Ceci n’est pas une chronique sociale

On peut juger de la qualité d’une chronique consacrée aux enjeux sociaux par sa capacité réelle d’interpellation. Le thème peut être pertinent et nous intéresser, mais si l’angle d’attaque est mal choisi, ou l’expression maladroite, l’article nous laisse généralement de glace.

Je ne suis pas prêt à dire que tous les textes de la revue Relations m’inspirent l’envie de changer le monde; mais c’est le cas ici et là, et c’est déjà beaucoup. En conséquence, dans mon cas, c’est une revue dont la lecture est assez lourde, car quand un billet à portée sociale touche juste, la forme d’injustice dénoncée nous roule dans l’esprit, et on peut difficilement s’empêcher de se demander : et moi, comment puis-je contribuer à régler le problème? Une fois par jour, c’est déjà assez confrontant; lorsque cela arrive coup sur coup, article sur article, disons que cela exige une bonne capacité à respirer par le nez et à se chantonner, avec conviction : « Hey Jude, don’t carry the world upon your shoulders ».

Ainsi, dans le numéro de décembre 2015, après des articles bien sentis sur la situation, difficile, au Brésil et au Panama, et juste avant un dossier sur le « choc des civilisations » dans notre monde post-septembre 2001, post-Charlie Hebdo et post-attentas de Paris, le petit billet du cinéaste Bernard Émond, intitulé « Gratitude », est bienvenu : il permet de reprendre sa respiration.

Pas qu’il soit gai, ce billet. Le réalisateur de Contre toute espérance et de Tout ce que tu possèdes n’est guère connu pour adopter un ton folâtre. Et de fait, on y parle de la mort de l’être cher. Mais la lourdeur du deuil est comme dissipé par la lumière d’une invincible confiance en un on-ne-sait-quoi qui ressemble à Dieu.

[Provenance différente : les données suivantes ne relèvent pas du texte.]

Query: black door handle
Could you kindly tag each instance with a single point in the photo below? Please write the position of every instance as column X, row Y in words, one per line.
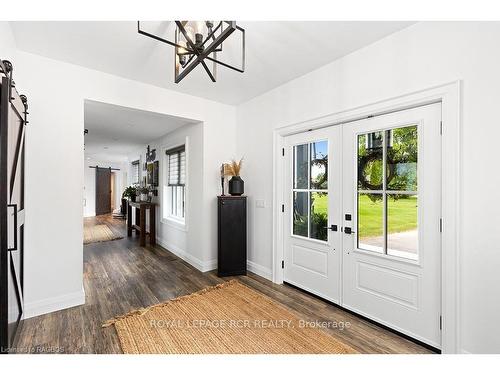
column 332, row 227
column 15, row 227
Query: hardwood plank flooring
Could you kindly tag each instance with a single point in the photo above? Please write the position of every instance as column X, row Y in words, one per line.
column 120, row 276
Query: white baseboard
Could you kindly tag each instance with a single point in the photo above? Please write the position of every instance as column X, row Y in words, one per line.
column 48, row 305
column 260, row 270
column 192, row 260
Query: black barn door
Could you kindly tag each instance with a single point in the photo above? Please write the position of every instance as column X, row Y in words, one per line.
column 102, row 191
column 12, row 135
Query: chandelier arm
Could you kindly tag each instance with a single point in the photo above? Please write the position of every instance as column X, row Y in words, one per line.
column 212, row 34
column 225, row 64
column 188, row 39
column 160, row 39
column 208, row 70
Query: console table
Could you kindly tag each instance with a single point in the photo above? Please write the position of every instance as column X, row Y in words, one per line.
column 140, row 221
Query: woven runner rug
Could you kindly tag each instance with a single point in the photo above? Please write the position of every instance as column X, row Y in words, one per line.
column 98, row 233
column 228, row 318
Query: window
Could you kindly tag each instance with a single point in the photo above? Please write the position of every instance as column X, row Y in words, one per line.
column 175, row 190
column 310, row 190
column 387, row 192
column 135, row 172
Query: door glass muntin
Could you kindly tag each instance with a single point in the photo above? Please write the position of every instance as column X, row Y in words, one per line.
column 387, row 183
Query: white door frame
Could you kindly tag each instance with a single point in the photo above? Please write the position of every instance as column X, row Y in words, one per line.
column 449, row 96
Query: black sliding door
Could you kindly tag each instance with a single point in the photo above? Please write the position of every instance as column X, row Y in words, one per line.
column 102, row 191
column 12, row 211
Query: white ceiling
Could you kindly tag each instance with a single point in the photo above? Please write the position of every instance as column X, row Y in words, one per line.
column 276, row 52
column 115, row 132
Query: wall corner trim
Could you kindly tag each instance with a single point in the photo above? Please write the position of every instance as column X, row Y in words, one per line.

Émond évoque l’histoire d’amour de l’écrivain français Marc Bernard avec Else Reichmann, emportée par le cancer à 66 ans. Ou plutôt l’histoire de son deuil. L’œuvre de l’écrivain est évidemment hanté par la figure de sa bien-aimée disparue lors des années qui suivent son décès. Mais le plus poignant est le surgissement d’une ouverture au spirituel, l’émergence irrésistible d’une étonnante confiance en l’impossible au fur et à mesure que le deuil et la douleur de la perte font leur œuvre :

« L’absence est insupportable et pourtant, peu à peu, Marc Bernard retrouvera le chemin du monde. Il ne refera pas sa vie au sens où on l’entend généralement. Il ne connaîtra pas d’autre amour, mais en fouillant l’absence, devant le mystère du monde, il découvrira une sorte d’espoir :

 ‘Je me perds dans l’immensité de l’espace et du temps, comme si c’était là seulement que j’aie quelque chance de la retrouver. Plus cet univers est    étrange et plus mon espoir s’affermit, car il me semble que c’est le plus improbable qui a le plus de chances de se réaliser […] En un mot, toutes les   portes me paraissent ouvertes et il n’est au pouvoir de personne de les murer.’ »

Voilà une découverte qui ne change pas le monde environnant, mais qui change l’univers que constitue chaque personne ressentant la perte de l’être aimé comme une injustice insensée.

Image: martin, Grief and Man (2015)

1 Comment

  1. Durant sa fin de vie j’allais voir ma belle-mère presque tous les jours et après la mort de sa fille( l’ainée des enfants) elle m’a dit qu’il était injuste que des parents doivent enterrer leurs enfants. En jasant avec elle j’eus le sentiment qu’elle éprouvait de la gène d’être encore vivante à son âge et que sa fille soit morte. Elle s’es laissé mourir pour ne pas revivre cette peine avec un autre de ses enfants.